В пересыльной тюрьме, когда его повезут добавлять срок, Максимов узнает, что в женской камере держат студентку техникума, решившую поехать на каникулы по студенческому билету своей подружки: скидка 50 процентов со стоимости билета, а у самой студенческого билета не было. 16 рублей тем самым решила похитить у республики Мудрых юная девица, и ее грязно и решительно растоптали. И не стать ей уже ни невестой, ни матерью. Это был перелом 60-х и 70-х годов, когда по всей стране набирала силу брежневская казарменная система. Хрущевская оттепель напугала партийную мафию. Но и режим личной власти Центра сталинского образца не устраивал подросших генсеков. 37-й и им казался страшным сном, тогда и их головы летели. Местные фюреры рассудили достаточно здраво: чтобы сохранить власть над народом, надо поделиться властью над конкретными людьми. Миллионы людей пошли по тюрьмам. Анонимка - срок. Заявление - срок. Непослушание по службе - срок.

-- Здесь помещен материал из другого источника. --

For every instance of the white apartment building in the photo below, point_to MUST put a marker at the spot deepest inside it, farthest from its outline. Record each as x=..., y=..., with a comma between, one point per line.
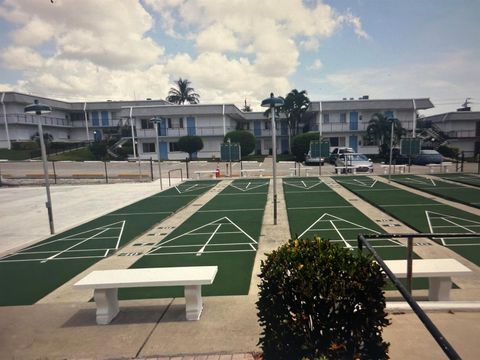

Великие стройки коммунизма требовали рабов. Рабов давала армия - восточный участок БАМа строили рабы в форме советских солдат. Рабов давала тотальная проку - рорско-судебная система: камеры, тюрьмы, суды, пересылки, лагеря были переполнены. Система брежневского ГУЛАГа выбирала работников: шли заявки на водителей грузовиков, механиков, электриков, плотников, каменщиков. Им давали сроки не глядя.
На второй день шофер Будыльцев познакомился в лагере с журналистом, который уже обжился в зоне, знал, кто приходит с очередным этапом. Через неделю и шофер Будыльцев успокоился, но как только в зоне раздавался крик почтальона, темнел лицом, дергался и как-то боком шел к толпе, окружающей почтальона. Писем ему не было ни от кого, а он ждал письма от жены, вдруг одумается, стерва. В зоне над Будыльцевым посмеивались.
Через месяц ему дали ЗИЛ. В рабочей зоне стоял кирпичный завод, и Будыльцев возил разные грузы. Подобно многим, Будыльцев начал считать дни, оставшиеся до половины срока, когда можно ожидать условно-досрочное освобождение "при хорошем поведении". Но однажды за двадцать метров до ворот, ведущих из рабочей зоны на волю, его ЗИЛ вдруг резко газанул, с размаху врезался в металлические ворота, сбил их и вырвался наружу. Вслед запоздало били карабины с вышек.
Будыльцев яростно мчал домой, в небольшой рабочий поселок, куда он четыре года назад приехал по комсомольской путевке, где получил квартиру в дощатом домишке вместе с женой-штукатуром. Он мчал с намерением убить жену, а когда приехал и застал ее дома, хотел помириться и все простить. Милиция ворвалась в квартиру через час после приезда Будыльцева, когда шофер Будыльцев вроде помирился с женой. Его скрутили, связали руки проволокой и увезли. Жена написала заявление, что Будыльцев хотел зарубить ее топором. Соседка кусала локти. Это она написала Будыльцеву в зону письмо с сообщением о новых шашнях его жены и тайком отправила через знакомого надзирателя. Расчет был бесхитростный. Квартира у Будыльцевых была просторнее, и освободись она, можно было рассчитывать на переезд. Знакомый прораб обещал помочь.